Fewer migrants from the EU also means fewer nurses and doctors


Brexit is adding pressure to the already stretched health and social care workforce in the UK. One of the reasons is that the UK is seen as a less attractive place for current and prospective EU migrants. This is not just a perception. A new report by NIESR prepared for the Cavendish Coalition, shows that the Brexit Referendum has triggered an immediate reaction from EU healthcare professionals in terms of working in the UK: There are more leavers, and less joiners.

To project workforce trends we compare the 12 month period before and after the Brexit Referendum. We find that in the NHS in England, the number of joiners from the EU has decreased by 12.3%, while the number of leavers increased by 18%.

These changes were particularly pronounced for nurses, with the number of joiners from the EU dropping by more than 30%. At the same time the number of nurses that are leaving increased by almost 25%, with Brexit being a key driver. According to our analysis also the number of EU doctors that are leaving is up, with 90% mentioning Brexit playing a part in the decision. We project that by the end of the transition period the NHS in England could be short of 5,000-10,000 nurses (in addition to current vacancies and increased demand!).

In this blog I examine three trends that, taken together, can have a significant negative impact on the future quality of care for patients in the UK: i) there is an uneven concentration of health (and social care) workers from the EU in terms of geography; ii) the same holds their propensity to work in specific job roles; and iii) an ageing population poses serious challenges to the healthcare workforce, in terms of demand as well as supply.

Geography matters

EU migrants working in the healthcare sector are employed in all parts of the UK. However, they are more concentrated in some countries and regions than others.
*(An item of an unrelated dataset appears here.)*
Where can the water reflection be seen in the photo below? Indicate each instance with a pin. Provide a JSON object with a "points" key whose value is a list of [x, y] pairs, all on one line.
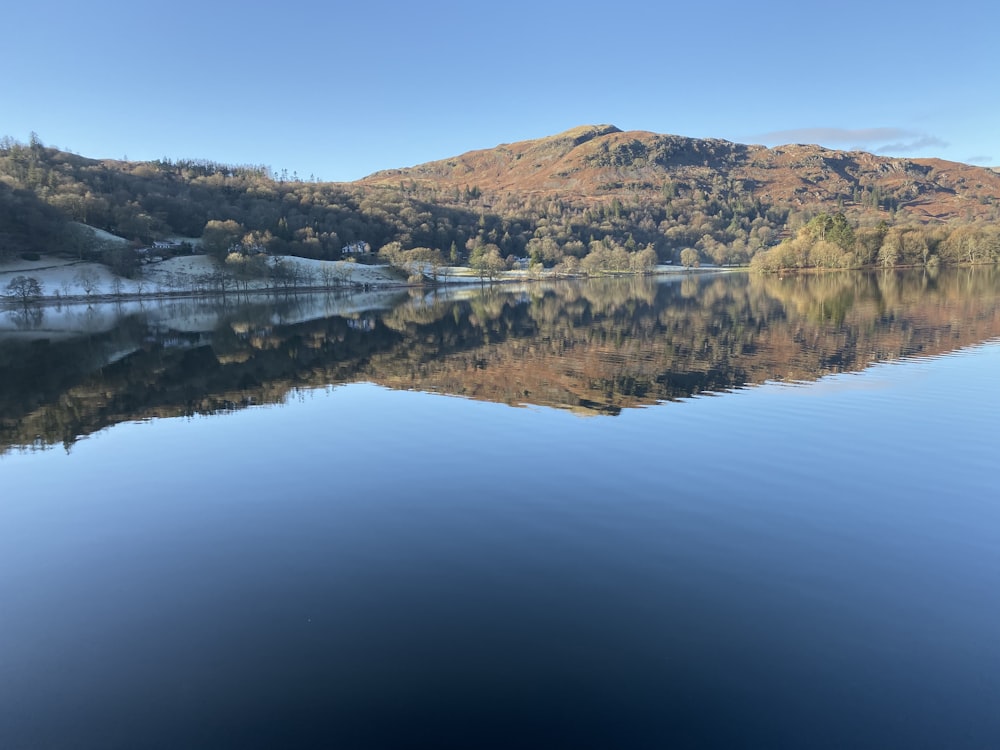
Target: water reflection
{"points": [[596, 347]]}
This can make some places more vulnerable to supply issues if EU nationals decide to leave, or not come as before.

In the UK, around 9% of all registered doctors come from the EU. Based on NHS Digital figures we can show that they are more likely to work in England (9.3% of total) and Northern Ireland (8.8%), as opposed to Scotland (7.8%) and Wales (6.9%).In London alone there are close to 3,300 EU doctors working in the NHS.

For nurses in the NHS in England some of these contrasts appear to be even stronger. In some regions there are twice as many nurses from the EU than in others. While the average for England as a whole is 5.6%, their share is less than 2% in the North East but exceeds 11% in London. Similarly, more than half of all midwives in the NHS in England that come from the EU are working in London.

Specialisation matters

More than two-thirds of EU nationals in the NHS in England work in clinical roles, while the average for UK nationals is only around half. This does not mean that support roles (which include ambulance staff, technicians and assistants) are of less importance, but rather, that EU nationals are highly specialised. These patterns of specialisation and concentration are important as they highlight how some staff categories rely more on EU migration than others.

In principle there can be many reasons for this, though our qualitative findings suggest that EU nationals are more likely to work in specialities that are in short supply (e.g. due to targeted recruiting). This adds to the perception that they might be essential to avoid the occurrence of bottlenecks in the system. In extreme cases these can lead to a complete drop of certain speciality services. Our statistical analysis suggests that hospitals with a higher turnover of EU nationals at least exhibit longer waiting times.

Demographic trends matter

The life expectancy of the UK population continues to increase. Projections by the Office for National Statistics show that at some point between 2016 and 2026 the share of people aged 65 years and older will exceed those aged 16 or younger. As older people demand more healthcare services, this means that pressure on staffing and costs are likely to be sustained well into the future.

Lower levels of migration from the EU can exacerbate this in two ways. First, according to the Migration Advisory Committee, migrants from the EU tend to be younger and hence contribute more to the health service than they consume. Second, our report shows that EU nationals that work in the NHS in England are considerably younger on average. For example, while 18% of UK staff is below the age of 30, the comparable figure for EU nationals is 28%. The age gap increases to 40% versus 62% when looking at staff below the age of 40. This is suggestive since a large share of EU nationals is far from the age of retirement.

Proponents of leaving the EU promised less migrants and a better NHS.  While migration has indeed fallen, we now see that this is associated with additional pressure on the NHS workforce and lower quality of care due to longer waiting times.

Training more staff domestically is part of the solution but we need to be realistic about the time it will take. It is paramount that in the interest of patient care, the health and social care sector continues to have the ability to secure the skills it needs from Europe and beyond.